I stripped down the carbs one more time and ran them in the ultrasonic cleaner for 30 minutes, blew out all the components, I paid attention to the idle screws, these are the new Dellorto carbs and the idle screws are a two part assembly with two separate springs, a washer and an O ring. The actual ram that lifts the slide is slotted with one flat surface that passes into the carb body, I may have had the ram not seated properly on the left carb and unable to lift the slide. I got that sorted on both carbs and made sure the slides lifted smoothly with each adjuster screw.
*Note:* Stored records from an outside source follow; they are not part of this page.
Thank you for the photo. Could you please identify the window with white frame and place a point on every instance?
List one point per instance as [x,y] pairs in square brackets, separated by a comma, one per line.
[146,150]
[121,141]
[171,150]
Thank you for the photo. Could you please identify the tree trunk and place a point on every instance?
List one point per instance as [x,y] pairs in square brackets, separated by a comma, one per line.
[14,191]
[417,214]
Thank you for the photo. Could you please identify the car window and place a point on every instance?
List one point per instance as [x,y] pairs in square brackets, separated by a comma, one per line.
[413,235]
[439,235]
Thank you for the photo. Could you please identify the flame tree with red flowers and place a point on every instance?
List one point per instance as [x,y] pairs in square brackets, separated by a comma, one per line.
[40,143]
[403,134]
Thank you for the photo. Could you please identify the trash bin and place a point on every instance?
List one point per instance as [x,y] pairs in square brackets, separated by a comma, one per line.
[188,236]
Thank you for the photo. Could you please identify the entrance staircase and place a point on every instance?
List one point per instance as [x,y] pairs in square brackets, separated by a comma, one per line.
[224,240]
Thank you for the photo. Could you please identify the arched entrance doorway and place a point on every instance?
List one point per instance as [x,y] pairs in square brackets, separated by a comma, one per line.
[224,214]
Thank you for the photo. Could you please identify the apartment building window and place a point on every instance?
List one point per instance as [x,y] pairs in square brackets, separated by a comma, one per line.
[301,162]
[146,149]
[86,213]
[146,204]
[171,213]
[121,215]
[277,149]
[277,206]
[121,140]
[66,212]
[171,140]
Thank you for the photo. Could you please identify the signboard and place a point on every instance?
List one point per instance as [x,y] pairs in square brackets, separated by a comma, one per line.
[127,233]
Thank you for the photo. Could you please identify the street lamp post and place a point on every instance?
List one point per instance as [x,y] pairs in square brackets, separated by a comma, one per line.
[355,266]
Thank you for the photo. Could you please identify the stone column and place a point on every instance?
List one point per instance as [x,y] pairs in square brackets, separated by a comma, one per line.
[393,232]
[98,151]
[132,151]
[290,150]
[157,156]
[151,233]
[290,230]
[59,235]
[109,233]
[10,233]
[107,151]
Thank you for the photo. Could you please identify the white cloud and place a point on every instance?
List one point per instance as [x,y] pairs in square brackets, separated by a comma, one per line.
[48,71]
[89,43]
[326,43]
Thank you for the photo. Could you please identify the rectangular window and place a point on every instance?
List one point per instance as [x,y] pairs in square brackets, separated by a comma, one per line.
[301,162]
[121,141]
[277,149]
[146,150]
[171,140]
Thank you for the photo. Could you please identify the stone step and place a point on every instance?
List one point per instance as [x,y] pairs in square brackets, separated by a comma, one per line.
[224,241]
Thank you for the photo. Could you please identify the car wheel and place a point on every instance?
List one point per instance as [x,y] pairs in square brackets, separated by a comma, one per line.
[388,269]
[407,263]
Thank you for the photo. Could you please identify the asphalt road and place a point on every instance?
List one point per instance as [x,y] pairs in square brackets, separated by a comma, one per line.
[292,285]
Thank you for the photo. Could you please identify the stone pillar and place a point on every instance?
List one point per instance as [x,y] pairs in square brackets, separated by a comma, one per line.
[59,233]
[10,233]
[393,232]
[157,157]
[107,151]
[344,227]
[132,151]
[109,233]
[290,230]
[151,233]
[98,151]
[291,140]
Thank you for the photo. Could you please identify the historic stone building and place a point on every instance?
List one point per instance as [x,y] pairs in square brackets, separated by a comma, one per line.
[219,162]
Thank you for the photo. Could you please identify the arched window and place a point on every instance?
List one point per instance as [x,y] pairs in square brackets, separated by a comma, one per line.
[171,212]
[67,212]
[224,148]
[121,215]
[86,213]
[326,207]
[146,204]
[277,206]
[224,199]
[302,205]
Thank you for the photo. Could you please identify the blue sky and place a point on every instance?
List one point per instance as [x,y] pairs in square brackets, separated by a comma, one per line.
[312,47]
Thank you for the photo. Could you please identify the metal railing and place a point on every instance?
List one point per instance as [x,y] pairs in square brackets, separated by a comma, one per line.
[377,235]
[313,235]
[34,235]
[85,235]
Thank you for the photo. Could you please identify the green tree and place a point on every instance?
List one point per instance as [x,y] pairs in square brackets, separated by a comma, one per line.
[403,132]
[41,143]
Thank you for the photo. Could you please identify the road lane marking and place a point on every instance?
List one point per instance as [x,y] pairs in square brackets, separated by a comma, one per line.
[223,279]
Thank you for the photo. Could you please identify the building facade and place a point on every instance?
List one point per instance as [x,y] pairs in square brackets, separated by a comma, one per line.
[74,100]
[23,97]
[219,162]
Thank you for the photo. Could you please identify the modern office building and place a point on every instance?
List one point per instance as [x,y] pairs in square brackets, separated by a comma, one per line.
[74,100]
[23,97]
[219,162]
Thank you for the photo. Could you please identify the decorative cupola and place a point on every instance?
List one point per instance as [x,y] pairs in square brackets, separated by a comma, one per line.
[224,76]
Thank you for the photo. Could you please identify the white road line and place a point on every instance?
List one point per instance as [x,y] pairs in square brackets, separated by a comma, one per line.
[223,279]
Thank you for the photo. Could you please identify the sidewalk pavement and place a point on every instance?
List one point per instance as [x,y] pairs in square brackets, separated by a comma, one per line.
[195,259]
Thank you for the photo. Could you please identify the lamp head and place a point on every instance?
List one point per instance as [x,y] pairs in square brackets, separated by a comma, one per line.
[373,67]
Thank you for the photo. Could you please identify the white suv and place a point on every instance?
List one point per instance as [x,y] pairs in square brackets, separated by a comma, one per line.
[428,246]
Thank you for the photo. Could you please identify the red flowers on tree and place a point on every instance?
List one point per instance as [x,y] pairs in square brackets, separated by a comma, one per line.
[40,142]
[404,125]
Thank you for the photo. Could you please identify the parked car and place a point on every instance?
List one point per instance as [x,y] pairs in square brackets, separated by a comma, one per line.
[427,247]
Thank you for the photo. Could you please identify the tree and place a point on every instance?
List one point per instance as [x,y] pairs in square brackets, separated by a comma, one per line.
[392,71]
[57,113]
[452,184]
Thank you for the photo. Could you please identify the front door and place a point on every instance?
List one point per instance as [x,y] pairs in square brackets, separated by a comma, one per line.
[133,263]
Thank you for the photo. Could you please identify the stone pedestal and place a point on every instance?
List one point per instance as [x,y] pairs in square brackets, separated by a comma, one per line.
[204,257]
I removed the throttle cable / splitter and pair of throttle cables to each carb, checked and lubed everything and checked the routing from the splitter to the carb tops, all seems good. The carb slide springs are brand new stock spec, not the lighter ones.
Got it all back together and with a fuel bottle hanging from above and just one operable choke on the left carb it fired up straight away. Then I pulled the spark plugs one at a time and set the idle and fuel screw. Once both plugs were back on the idle increased significantly so I backed off each idle screw to get the idle back down to around 1500 rpm (any lower and it wants to stall).
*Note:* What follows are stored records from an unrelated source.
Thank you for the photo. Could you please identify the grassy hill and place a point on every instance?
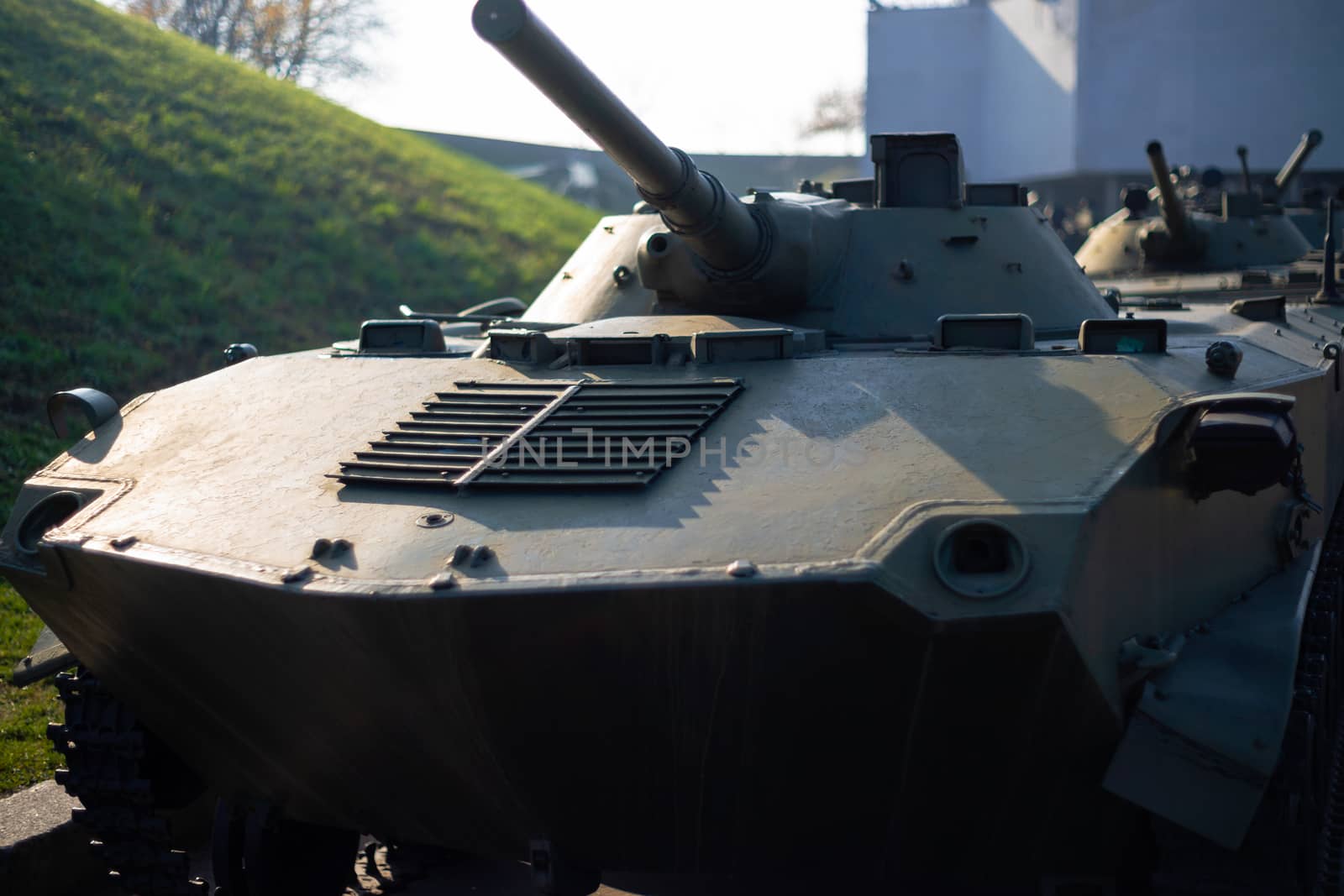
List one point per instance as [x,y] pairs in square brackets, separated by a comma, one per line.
[159,202]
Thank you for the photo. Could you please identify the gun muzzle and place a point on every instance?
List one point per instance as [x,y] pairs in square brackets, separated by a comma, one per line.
[709,219]
[1288,174]
[1171,207]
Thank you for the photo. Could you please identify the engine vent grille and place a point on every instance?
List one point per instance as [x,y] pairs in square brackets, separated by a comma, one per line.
[543,434]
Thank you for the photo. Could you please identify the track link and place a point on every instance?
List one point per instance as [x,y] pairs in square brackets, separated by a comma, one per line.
[109,770]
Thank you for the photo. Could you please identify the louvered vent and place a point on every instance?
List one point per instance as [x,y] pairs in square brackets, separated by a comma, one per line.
[537,434]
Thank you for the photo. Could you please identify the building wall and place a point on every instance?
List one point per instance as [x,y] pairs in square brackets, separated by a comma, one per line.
[1053,87]
[1205,76]
[1000,74]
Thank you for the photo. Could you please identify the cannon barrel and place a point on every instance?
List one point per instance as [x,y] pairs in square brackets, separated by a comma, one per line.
[1173,210]
[1285,176]
[710,221]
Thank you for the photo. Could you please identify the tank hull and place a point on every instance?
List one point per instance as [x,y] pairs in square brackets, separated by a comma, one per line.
[669,730]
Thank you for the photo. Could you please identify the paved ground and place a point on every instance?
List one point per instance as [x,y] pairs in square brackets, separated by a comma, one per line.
[44,852]
[417,872]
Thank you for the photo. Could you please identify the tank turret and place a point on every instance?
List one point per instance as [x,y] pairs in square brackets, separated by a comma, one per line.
[1180,242]
[790,257]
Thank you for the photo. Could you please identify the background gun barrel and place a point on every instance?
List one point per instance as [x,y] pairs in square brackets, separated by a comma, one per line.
[1285,176]
[712,222]
[1173,211]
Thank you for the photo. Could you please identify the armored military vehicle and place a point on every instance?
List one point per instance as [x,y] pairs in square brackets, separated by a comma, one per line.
[837,532]
[1247,230]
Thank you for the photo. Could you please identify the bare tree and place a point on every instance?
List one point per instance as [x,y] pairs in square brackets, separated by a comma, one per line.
[839,110]
[306,40]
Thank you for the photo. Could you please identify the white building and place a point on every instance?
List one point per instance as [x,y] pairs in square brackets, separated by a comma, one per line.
[1047,89]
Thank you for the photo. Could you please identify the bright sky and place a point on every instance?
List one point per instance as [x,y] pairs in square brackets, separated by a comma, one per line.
[706,76]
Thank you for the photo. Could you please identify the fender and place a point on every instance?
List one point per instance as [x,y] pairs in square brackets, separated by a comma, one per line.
[46,658]
[1205,739]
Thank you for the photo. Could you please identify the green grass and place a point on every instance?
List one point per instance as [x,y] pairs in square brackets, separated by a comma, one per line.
[160,202]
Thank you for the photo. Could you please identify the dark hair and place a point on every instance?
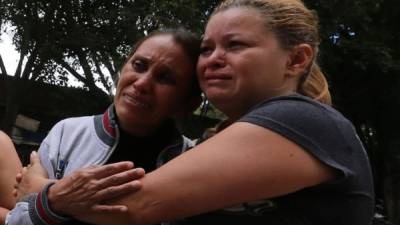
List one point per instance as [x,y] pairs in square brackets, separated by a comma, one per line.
[190,43]
[293,23]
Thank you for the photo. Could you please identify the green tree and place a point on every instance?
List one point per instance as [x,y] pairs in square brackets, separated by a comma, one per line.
[85,38]
[360,53]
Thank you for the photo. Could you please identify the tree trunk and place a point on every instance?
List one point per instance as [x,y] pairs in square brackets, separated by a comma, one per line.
[15,93]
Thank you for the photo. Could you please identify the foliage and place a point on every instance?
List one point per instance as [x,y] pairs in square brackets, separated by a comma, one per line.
[87,38]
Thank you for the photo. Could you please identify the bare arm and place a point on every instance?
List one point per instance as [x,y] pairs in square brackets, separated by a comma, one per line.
[9,167]
[244,162]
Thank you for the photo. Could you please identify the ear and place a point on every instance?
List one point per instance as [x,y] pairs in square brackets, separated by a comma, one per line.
[299,59]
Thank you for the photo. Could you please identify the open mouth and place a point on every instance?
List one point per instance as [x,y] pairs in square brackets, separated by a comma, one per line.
[136,101]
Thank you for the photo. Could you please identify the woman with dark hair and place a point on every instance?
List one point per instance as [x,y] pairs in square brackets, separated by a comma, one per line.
[157,84]
[288,158]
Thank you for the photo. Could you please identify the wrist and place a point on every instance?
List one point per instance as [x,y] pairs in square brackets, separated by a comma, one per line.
[40,211]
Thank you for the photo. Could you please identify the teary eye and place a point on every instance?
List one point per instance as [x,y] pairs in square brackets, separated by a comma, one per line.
[139,65]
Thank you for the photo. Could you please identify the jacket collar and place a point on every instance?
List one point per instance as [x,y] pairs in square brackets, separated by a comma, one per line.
[106,126]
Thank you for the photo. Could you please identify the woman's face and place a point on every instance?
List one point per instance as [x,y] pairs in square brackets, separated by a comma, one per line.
[154,85]
[241,62]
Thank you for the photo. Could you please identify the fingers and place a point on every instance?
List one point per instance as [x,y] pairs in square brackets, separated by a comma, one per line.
[121,178]
[18,177]
[109,208]
[116,191]
[34,158]
[110,169]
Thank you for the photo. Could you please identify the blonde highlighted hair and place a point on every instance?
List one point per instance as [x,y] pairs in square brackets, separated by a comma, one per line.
[293,24]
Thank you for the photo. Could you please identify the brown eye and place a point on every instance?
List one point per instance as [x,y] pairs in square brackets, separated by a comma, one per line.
[165,77]
[205,50]
[139,65]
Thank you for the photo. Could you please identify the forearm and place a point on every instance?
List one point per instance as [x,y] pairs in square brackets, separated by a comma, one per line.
[19,215]
[229,169]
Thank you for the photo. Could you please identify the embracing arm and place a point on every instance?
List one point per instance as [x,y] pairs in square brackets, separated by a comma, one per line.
[245,162]
[10,165]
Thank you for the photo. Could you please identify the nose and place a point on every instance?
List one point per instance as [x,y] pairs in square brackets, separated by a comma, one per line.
[144,83]
[217,59]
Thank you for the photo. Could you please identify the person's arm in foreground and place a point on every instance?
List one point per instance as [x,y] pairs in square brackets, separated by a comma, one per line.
[245,162]
[32,180]
[10,165]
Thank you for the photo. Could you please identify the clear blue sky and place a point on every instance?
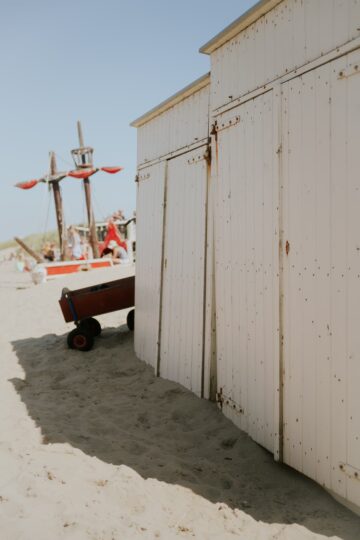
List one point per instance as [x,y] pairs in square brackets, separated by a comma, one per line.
[104,62]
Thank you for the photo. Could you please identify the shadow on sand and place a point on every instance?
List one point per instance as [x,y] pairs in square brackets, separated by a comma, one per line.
[109,404]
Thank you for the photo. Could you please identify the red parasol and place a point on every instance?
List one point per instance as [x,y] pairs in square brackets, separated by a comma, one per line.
[27,185]
[82,173]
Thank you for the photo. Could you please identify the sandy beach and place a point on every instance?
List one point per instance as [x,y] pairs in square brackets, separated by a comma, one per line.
[93,446]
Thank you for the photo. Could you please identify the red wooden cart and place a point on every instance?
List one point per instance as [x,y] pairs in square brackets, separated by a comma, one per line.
[81,305]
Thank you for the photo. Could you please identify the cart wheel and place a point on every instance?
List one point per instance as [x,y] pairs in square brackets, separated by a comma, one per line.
[80,339]
[92,325]
[130,320]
After a couple minutes with the choke off, the idle starts to climb and holds at around 4000 rpm. I then wind out the idle screws to drop the idle back down which it will do but then it wants to stall and I need to wind in the idle screws again and it all starts over again with idle climbing back up to 4000 rpm.
I checked the intake manifolds, which are not stock since the new style Dellorto take a rubber boot to clamp onto the carb body at the head side which then clamps onto to alloy manifold and then onto the plastic manifold spacer. The manifold spacers have O rings on both sides and I laid down a thin bead of flexible gasket sealant between all the joint faces that make up the manifold assembly. I don't think I have an air leak at the carb rubber boot to intake manifold, I sprayed WD40 around the manifolds while the engine was running and I didn't notice any change in RPM.
The bike is fitted with Witt electronic ignition and Dyna 5 ohm coils and new high tensions leads and caps.
The carb top caps have new O rings, the carb bodies are new, as are the slides (50's) so I just can't figure out why the RPM is rising?
For the throttle to rise up to 4000 rpm would I not have to have a significant air leak at the manifold OR the slides are rising?
Maybe I need to pull the air cleaner boots and place a mirror to look into the carb intakes to see if the slides are lifting as the rpm rises?